Michael Fraser: Nie chcecie go spotkać nocą (WIDEO)
Michael Fraser jest wielki i silny jak czołg. Kiedy zaczyna się przepychać pod koszem, to mało kto jest mu w stanie sprostać. A kiedy robi wsady, to prawie urywa kosz. Zobaczcie, co zrobił w spotkaniu z Polpharmą Starogard Gdański.
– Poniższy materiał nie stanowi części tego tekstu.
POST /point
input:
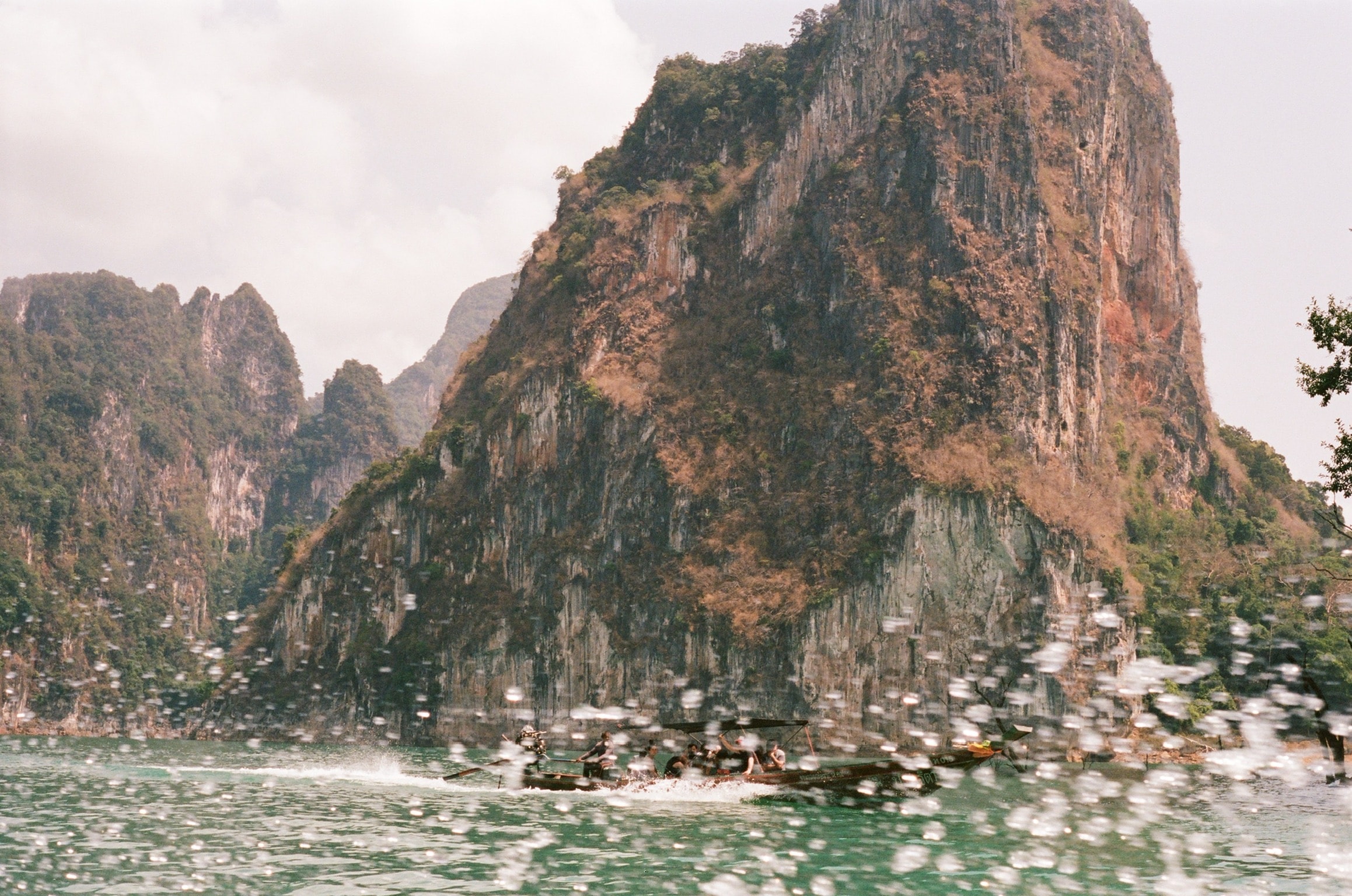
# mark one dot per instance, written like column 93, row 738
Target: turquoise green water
column 121, row 817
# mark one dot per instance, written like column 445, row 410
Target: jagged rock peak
column 867, row 327
column 417, row 393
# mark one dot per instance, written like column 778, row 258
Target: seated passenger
column 677, row 764
column 775, row 758
column 599, row 760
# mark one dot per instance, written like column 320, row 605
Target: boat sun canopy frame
column 732, row 724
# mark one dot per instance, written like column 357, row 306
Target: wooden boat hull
column 567, row 782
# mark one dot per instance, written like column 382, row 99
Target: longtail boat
column 903, row 776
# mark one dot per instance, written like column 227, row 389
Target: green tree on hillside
column 1332, row 330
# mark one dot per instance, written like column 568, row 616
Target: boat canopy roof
column 733, row 724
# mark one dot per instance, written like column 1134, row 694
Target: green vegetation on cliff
column 882, row 326
column 127, row 428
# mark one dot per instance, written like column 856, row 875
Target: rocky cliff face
column 415, row 394
column 333, row 449
column 138, row 440
column 828, row 386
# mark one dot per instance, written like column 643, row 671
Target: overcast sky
column 363, row 163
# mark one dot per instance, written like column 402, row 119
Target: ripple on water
column 90, row 817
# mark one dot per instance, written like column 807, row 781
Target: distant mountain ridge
column 415, row 394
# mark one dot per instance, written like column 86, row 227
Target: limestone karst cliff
column 840, row 376
column 137, row 442
column 415, row 393
column 333, row 448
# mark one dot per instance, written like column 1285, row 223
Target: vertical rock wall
column 803, row 403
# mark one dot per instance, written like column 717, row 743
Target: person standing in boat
column 739, row 760
column 532, row 741
column 677, row 765
column 775, row 758
column 599, row 760
column 644, row 766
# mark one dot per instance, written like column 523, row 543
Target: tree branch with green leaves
column 1332, row 329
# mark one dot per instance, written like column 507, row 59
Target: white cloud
column 357, row 163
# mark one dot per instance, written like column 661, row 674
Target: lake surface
column 84, row 816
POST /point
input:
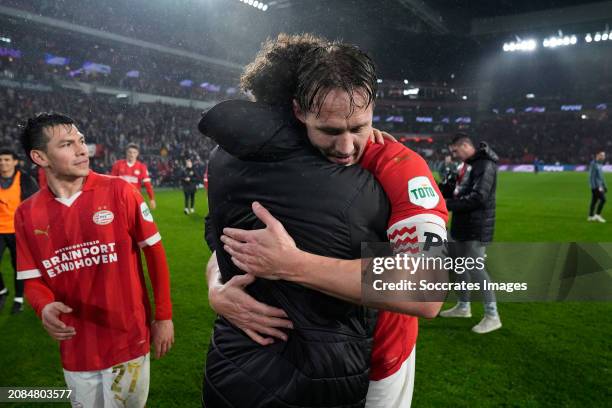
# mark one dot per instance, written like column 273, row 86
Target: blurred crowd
column 167, row 135
column 61, row 56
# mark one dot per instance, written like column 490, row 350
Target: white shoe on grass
column 457, row 311
column 487, row 324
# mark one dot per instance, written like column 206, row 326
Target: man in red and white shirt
column 134, row 172
column 342, row 137
column 78, row 250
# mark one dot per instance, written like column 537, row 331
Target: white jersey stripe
column 152, row 240
column 29, row 274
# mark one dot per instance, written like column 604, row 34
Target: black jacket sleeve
column 210, row 233
column 28, row 186
column 253, row 131
column 482, row 179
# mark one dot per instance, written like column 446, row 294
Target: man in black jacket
column 473, row 222
column 330, row 209
column 15, row 186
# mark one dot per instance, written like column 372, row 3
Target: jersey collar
column 90, row 183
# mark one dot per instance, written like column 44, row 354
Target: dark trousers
column 189, row 198
column 597, row 196
column 8, row 241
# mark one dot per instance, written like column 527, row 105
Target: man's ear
column 39, row 157
column 298, row 112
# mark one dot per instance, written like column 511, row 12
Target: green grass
column 545, row 355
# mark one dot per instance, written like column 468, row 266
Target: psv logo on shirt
column 103, row 217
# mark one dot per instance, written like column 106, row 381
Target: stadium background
column 123, row 70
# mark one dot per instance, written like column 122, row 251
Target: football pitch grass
column 545, row 355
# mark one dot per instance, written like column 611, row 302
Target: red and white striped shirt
column 86, row 251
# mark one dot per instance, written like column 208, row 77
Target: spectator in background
column 473, row 222
column 134, row 171
column 15, row 187
column 598, row 187
column 189, row 180
column 448, row 176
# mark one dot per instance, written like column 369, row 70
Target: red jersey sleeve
column 139, row 217
column 27, row 267
column 417, row 206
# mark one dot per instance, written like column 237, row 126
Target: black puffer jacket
column 329, row 210
column 473, row 206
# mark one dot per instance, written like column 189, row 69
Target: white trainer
column 457, row 311
column 487, row 325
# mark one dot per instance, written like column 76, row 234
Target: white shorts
column 124, row 385
column 396, row 390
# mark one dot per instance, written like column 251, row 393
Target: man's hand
column 162, row 336
column 379, row 137
column 266, row 253
column 256, row 319
column 53, row 325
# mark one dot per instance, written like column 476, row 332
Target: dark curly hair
column 335, row 66
column 272, row 76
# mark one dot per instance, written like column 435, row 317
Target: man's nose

Wszyscy wiedzą, że Fraser jest bardzo ostry w walce o zbiórki. Zawsze jest skoncentrowany na zadaniu i kiedy się dobrze zastawi, to nie ma szans, żeby go przepchnąć. Jeśli jest w parze z Kevinem Johnsonem, to już można wracać do obrony, bo nie ma szans na wygranie zbiórki. Kanadyjczyk zalicza średnio niemal 10 zbiórek w meczu.
Potrafi znakomicie grać w ataku. To 203 centymetry samych mięśni. Jest tak silny, że kiedy walczy o pozycję, to można w ciemno zagrywać do niego piłkę. Nawet Robert Tomaszek, który zasłużenie cieszy się opinią skały w Tauron Basket Lidze, nie potrafił go przepchnąć nawet o centymetr. Fraser jednak rzadko pokazywał to, że chętnie biega do kontrataku. Jeśli już pobiegnie i dostaje podanie, to efekt jest bardzo efektowny.
Michael Fraser, czyli człowiek niemal nie do zatrzymania pod koszem.